Wishing Won’t Make It So

It would be nice if we could count on the honesty of our public figures and not read about congressmen whose ice chests seem to conceal thousands of dollars.


For a cover story a few weeks ago, Style asked 29 Richmonders what they wished for our city in the new year. The answers were insightful and optimistic. But while Richmond has its own problems, we live in a larger culture that could truly use some help next year. Let’s dream:

It would be wonderful if violence — on television, in films, in video games, in public life and in our personal relations — didn’t seem to be our predominant method of solving any problem or disagreement.

Take the TV commercial for a fast mobile broadband: The characters seem to believe that hitting each other is a way to prove the superiority of their choice. Take the movie “Commando” that I stumbled onto one evening at 7 on American Movie Classics. The star of the film seemed to be the AK-47, which crackled so much it was impossible to count the casualties.

The very real violence in the nation’s public life reached its weird 2006 zenith in the cruel killings of the Amish children in our own country, and abroad in Iraq and in the poisoning of Alexander Litvinenko, a former Russian spy and longtime critic of Russian President Vladimir Putin. Poisoning? Back to the Medicis!

It would be fine if Congress would raise the minimum wage from $5.15 to something a family with hard-working parents could live on. It’s hard to figure how anyone — let alone a family — could live on the $10,712 that would add up to in a year of work.
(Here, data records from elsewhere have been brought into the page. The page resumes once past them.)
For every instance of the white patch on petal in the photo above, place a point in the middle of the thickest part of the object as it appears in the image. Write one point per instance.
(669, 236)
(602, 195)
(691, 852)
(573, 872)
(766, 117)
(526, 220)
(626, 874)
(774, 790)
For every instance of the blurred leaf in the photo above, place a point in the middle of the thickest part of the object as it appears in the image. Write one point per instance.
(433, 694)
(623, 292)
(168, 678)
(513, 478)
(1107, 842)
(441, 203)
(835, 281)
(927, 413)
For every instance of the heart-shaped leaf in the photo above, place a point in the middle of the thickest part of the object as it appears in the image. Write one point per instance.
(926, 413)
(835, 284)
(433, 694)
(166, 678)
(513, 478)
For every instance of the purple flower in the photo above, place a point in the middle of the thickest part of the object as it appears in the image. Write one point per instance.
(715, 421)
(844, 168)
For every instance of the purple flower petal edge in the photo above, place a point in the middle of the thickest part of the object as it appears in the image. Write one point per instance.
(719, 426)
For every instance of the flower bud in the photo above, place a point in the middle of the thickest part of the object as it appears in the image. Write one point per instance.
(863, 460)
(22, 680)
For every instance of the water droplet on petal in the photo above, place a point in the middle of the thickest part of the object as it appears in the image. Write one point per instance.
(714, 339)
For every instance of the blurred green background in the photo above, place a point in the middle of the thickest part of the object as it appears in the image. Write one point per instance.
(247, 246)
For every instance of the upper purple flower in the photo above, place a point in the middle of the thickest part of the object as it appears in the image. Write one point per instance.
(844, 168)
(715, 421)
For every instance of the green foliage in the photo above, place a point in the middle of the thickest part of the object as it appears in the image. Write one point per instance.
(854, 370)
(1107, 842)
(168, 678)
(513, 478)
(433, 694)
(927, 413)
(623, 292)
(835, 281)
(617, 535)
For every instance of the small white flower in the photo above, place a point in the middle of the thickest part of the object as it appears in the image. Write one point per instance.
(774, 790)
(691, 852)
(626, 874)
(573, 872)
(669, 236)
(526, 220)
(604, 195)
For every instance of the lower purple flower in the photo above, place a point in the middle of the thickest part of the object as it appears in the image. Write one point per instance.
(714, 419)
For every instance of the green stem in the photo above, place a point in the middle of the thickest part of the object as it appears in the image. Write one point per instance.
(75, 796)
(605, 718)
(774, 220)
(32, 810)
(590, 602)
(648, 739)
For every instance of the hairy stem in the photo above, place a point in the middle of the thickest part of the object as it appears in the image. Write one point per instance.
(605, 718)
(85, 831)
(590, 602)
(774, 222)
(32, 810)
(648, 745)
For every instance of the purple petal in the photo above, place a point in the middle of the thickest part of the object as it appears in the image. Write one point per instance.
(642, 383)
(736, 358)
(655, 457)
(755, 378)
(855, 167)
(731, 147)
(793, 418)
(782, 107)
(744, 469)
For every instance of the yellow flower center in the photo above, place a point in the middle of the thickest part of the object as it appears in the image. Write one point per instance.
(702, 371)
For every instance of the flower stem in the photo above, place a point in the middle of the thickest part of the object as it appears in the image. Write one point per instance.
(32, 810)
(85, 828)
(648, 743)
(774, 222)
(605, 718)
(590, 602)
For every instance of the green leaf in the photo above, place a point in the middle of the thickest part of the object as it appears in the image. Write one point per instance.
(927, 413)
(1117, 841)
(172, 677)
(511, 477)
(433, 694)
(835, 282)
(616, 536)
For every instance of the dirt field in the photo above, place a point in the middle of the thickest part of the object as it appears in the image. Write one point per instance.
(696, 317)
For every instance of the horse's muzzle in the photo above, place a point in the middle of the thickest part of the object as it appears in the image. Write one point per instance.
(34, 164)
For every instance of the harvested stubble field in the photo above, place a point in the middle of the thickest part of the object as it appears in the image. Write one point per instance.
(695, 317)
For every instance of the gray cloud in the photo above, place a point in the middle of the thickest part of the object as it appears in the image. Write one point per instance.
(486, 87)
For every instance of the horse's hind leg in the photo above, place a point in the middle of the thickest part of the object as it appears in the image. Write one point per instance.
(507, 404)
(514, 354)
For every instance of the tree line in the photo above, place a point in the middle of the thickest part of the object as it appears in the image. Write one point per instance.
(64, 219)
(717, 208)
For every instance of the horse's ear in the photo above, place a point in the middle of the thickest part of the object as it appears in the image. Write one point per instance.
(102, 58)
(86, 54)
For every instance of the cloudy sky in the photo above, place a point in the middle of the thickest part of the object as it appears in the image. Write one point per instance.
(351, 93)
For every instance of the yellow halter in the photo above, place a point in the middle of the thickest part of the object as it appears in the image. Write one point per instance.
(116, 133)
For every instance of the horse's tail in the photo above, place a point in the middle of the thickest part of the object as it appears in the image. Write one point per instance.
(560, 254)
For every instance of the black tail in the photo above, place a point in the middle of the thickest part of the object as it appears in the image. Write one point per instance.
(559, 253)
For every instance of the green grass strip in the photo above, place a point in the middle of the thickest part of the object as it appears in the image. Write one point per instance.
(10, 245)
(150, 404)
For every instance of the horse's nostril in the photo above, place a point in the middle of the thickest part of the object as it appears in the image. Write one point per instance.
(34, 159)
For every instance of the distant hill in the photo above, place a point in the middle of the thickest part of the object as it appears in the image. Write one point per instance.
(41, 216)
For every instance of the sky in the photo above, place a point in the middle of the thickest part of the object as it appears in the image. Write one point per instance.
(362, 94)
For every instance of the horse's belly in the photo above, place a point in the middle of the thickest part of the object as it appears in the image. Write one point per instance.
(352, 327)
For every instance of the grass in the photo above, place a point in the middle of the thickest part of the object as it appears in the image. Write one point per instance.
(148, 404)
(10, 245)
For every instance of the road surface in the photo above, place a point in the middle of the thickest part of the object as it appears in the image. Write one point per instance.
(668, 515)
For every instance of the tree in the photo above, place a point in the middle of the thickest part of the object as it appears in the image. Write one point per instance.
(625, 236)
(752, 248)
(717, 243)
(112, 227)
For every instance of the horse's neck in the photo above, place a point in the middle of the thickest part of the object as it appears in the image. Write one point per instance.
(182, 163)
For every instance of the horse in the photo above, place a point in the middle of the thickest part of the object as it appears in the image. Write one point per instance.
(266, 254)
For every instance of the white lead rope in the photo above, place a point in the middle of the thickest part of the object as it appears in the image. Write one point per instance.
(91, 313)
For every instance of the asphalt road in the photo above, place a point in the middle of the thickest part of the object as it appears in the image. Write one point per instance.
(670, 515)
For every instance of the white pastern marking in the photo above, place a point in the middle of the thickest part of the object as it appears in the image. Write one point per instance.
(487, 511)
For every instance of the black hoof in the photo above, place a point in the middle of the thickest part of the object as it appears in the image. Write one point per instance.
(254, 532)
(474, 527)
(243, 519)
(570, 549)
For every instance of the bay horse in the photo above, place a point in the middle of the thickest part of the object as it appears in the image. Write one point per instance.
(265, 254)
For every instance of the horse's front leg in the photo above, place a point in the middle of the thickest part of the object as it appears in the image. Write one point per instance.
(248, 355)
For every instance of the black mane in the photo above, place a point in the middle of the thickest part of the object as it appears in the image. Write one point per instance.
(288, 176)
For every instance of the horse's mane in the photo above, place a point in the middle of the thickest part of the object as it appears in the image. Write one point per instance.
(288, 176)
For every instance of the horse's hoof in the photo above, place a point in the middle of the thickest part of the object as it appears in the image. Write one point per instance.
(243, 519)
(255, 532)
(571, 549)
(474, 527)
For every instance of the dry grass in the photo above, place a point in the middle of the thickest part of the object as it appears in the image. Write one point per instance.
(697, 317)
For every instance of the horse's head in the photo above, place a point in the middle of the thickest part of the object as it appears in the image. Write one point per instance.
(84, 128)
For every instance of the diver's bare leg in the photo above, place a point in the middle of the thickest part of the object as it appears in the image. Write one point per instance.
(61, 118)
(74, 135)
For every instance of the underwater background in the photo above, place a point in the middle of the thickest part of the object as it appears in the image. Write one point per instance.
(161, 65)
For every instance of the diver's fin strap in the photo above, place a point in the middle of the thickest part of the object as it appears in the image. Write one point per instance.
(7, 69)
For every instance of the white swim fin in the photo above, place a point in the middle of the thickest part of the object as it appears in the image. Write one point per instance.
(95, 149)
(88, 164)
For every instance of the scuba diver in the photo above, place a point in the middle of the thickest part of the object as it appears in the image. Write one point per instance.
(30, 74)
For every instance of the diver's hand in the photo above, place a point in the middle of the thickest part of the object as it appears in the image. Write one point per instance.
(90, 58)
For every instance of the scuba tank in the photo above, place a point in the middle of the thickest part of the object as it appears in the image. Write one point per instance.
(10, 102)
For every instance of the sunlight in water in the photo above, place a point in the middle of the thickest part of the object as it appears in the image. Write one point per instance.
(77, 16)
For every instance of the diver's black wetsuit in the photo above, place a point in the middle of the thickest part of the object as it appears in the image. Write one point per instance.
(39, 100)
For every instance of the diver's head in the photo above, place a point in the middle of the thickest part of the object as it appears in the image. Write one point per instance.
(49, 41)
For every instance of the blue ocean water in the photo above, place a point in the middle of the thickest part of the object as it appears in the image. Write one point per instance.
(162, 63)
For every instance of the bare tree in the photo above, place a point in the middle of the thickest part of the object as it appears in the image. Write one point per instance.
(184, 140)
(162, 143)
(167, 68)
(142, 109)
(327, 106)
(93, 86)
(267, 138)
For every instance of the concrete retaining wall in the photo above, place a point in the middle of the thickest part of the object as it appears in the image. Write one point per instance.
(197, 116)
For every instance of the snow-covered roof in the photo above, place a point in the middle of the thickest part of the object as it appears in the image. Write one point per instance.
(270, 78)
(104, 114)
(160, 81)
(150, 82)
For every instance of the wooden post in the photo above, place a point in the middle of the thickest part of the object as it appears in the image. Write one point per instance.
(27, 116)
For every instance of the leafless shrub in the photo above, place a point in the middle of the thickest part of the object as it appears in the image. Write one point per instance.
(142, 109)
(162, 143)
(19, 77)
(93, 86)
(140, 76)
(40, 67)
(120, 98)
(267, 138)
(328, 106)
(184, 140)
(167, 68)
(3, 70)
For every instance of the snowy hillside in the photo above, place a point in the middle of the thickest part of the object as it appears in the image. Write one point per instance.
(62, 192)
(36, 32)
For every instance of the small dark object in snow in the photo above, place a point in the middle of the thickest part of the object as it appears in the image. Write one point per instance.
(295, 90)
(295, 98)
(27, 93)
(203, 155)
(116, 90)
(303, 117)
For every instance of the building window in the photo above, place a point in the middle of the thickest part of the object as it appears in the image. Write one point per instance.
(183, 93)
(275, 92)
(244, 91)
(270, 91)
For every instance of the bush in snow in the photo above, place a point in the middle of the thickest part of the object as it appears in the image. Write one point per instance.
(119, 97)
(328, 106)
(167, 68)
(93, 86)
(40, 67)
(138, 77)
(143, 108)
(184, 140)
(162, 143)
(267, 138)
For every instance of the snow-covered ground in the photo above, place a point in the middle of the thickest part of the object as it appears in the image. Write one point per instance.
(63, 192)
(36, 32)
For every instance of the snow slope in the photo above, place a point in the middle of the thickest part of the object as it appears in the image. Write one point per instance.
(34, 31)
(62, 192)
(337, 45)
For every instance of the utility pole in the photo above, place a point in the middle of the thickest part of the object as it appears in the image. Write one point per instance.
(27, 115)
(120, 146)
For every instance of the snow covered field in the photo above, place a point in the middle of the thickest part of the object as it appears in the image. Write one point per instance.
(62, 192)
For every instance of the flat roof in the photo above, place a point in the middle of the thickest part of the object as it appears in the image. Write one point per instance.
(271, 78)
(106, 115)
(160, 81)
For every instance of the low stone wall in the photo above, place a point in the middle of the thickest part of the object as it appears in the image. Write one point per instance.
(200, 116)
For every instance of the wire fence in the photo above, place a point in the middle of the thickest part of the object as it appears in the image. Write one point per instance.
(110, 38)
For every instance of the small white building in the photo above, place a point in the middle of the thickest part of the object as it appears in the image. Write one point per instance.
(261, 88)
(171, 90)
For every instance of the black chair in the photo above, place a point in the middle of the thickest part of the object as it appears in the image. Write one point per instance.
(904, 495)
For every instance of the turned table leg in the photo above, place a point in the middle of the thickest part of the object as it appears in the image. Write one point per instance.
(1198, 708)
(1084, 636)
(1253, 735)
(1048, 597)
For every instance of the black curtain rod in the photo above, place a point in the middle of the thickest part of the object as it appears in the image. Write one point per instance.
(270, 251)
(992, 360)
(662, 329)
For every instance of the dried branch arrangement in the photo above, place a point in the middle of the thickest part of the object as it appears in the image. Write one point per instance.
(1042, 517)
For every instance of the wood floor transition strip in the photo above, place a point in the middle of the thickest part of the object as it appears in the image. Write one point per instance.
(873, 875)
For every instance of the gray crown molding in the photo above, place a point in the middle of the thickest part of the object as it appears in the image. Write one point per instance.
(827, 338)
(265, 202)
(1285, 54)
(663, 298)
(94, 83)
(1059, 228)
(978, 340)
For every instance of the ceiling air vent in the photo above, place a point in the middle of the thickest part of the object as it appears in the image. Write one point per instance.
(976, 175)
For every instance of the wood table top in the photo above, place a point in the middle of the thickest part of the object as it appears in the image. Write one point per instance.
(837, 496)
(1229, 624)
In fact, The New York Times tells us that this pay would largely go to “dishwashers, short-order cooks, farm workers, ushers, baggage porters,” and that this sum is $5,000 below the poverty line. Even if the federal minimum wage should be raised to the proposed $7.25, who would like to try to live on that pay?

I could wish that we would seriously think about mass transit, using much less gasoline, doing a bit against global warming and making travel comfortable again. Instead, we seem to be destroying Amtrak and to be crowding passengers into planes with small seats and narrow aisles, while those on the other side of the income divide often travel on private jets.

And let’s oppose those drug manufacturers that don’t want the government to have the authority to negotiate prices under the Medicare drug program. They certainly lobby against our right to buy inexpensive medicines from Canada. Why should 100 four-milligram doses of coumadin, for example, cost us as much as $93.86, while the Canadians pay only $52? The American taxpayer has already paid for much of the research. Perhaps Wal-Mart is on the right track with its $4 prescription charges. Let’s watch.

It would be nice if we could count on the honesty of our public figures and not read about congressmen whose ice chests seem to conceal thousands of dollars, who would apparently sell their votes for a golf trip to a resort. Thomas Frank’s New York Times article, “What Is K Street’s Project?” tells us the lobbying industry’s “insults to democracy just keep mounting: the mass exodus to the pharmaceutical lobby of the people who wrote the prescription drug benefit, for example. … or the well-known emblems of the rot: Bob Ney’s golf weekend in Scotland, … Rick Santorum’s Tuesday morning lobbyist parleys.”

It would be wonderful if we would hold our elections with a method that didn’t leave us afraid that many votes had disappeared into a computer glitch. Today we are left to wonder who would have been elected in November in the district in Florida where 18,000 votes were “lost” without any paper backup, and where, in that district, the winner came away with only 369 recorded votes more than the loser — this, six years after the Florida mess-up in the 2000 presidential election.

And I could wish we would stop our obsession with other people’s sex lives. Are they gay or are they straight? It’s none of my business.

There’s a lot to do in 2007. Let’s get to work.

Here’s to a happier and kinder New Year. S

Rozanne Epps is copy chief at Style Weekly and editor of the Back Page.

Opinions expressed on the Back Page are those of the writer and not necessarily those of Style Weekly.